Organizations in Brazil use a variety of controls to reduce the risk of data leaks through personal cloud and genAI applications. Measures include blocking uploads to personal apps and providing real-time guidance to employees to prevent sensitive information from reaching unmanaged services. Google Drive is the most frequently controlled application at 46%, followed by ChatGPT at 31% and Microsoft OneDrive at 28%.

These efforts reflect a strong focus on keeping regulated and proprietary data secure, reinforcing tighter governance over cloud and genAI usage.

Recommendations link link

With the growing use of genAI tools, both managed and personal, and the misuse of personal cloud apps, it is essential to strengthen visibility, refine policies, and prioritize proactive defenses to protect your organization in this fast-changing threat landscape.

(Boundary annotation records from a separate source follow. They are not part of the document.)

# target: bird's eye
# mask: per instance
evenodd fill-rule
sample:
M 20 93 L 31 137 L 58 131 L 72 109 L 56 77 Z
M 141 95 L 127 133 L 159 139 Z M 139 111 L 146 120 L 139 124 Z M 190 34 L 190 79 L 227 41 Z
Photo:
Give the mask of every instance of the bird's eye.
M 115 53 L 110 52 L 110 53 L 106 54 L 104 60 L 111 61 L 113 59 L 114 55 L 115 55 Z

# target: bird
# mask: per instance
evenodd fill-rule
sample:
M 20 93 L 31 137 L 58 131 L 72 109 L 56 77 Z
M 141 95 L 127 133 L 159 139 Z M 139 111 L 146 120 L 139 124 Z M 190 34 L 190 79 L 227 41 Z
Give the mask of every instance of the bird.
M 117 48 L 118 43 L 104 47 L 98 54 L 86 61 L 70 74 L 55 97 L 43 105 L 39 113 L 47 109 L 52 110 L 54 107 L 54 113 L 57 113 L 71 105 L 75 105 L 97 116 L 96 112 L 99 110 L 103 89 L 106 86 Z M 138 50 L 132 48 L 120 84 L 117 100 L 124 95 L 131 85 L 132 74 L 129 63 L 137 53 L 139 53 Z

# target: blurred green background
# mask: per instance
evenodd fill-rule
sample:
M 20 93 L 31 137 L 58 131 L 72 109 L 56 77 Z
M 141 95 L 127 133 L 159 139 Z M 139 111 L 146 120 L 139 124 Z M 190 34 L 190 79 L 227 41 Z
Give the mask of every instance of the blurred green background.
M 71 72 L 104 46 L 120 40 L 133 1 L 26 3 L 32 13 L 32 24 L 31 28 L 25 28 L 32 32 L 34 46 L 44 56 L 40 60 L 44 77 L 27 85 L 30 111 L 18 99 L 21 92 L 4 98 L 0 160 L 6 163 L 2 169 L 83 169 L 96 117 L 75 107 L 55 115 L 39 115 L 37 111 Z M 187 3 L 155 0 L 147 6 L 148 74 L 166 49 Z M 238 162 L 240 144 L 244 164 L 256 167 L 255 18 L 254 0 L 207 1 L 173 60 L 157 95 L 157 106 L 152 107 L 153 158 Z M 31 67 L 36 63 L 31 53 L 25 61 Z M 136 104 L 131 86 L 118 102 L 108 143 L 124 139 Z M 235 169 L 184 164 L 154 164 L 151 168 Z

Based on the trends uncovered in this report, Netskope Threat Labs strongly encourages organizations across Brazil to take a fresh look at their overall security posture:

  • Inspect all HTTP and HTTPS downloads, including all web and cloud traffic, to prevent malware from infiltrating your network. Netskope customers can configure their Netskope One NG-SWG with a threat protection policy that applies to downloads from all categories and applies to all file types.
  • Block access to apps that do not serve any legitimate business purpose or pose a disproportionate risk to the organization. A good starting point is a policy to allow reputable apps currently in use while blocking all others.
  • Use DLP policies to detect potentially sensitive information, including source code, regulated data, passwords and keys, intellectual property, and encrypted data, being sent to personal app instances, genAI apps, or other unauthorized locations.
  • Use Remote Browser Isolation (RBI) technology to provide additional protection when there is a need to visit websites that fall into categories that can present a higher risk, like newly observed and newly registered domains.

 

Netskope Threat Labs link link

Staffed by the industry’s foremost cloud threat and malware researchers, Netskope Threat Labs discovers, analyzes, and designs defenses against the latest cloud threats affecting enterprises. Our researchers are regular presenters and volunteers at top security conferences, including DEF CON, Black Hat, and RSA.

 

About this report link link

Netskope provides threat protection to millions of users worldwide. Information presented in this report is based on aggregate usage data collected by the Netskope One platform relating to a subset of Netskope customers in Brazil.

The statistics in this report are based on the period from March 1, 2025, through March 31, 2026. Stats reflect attacker tactics, user behavior, and organization policy.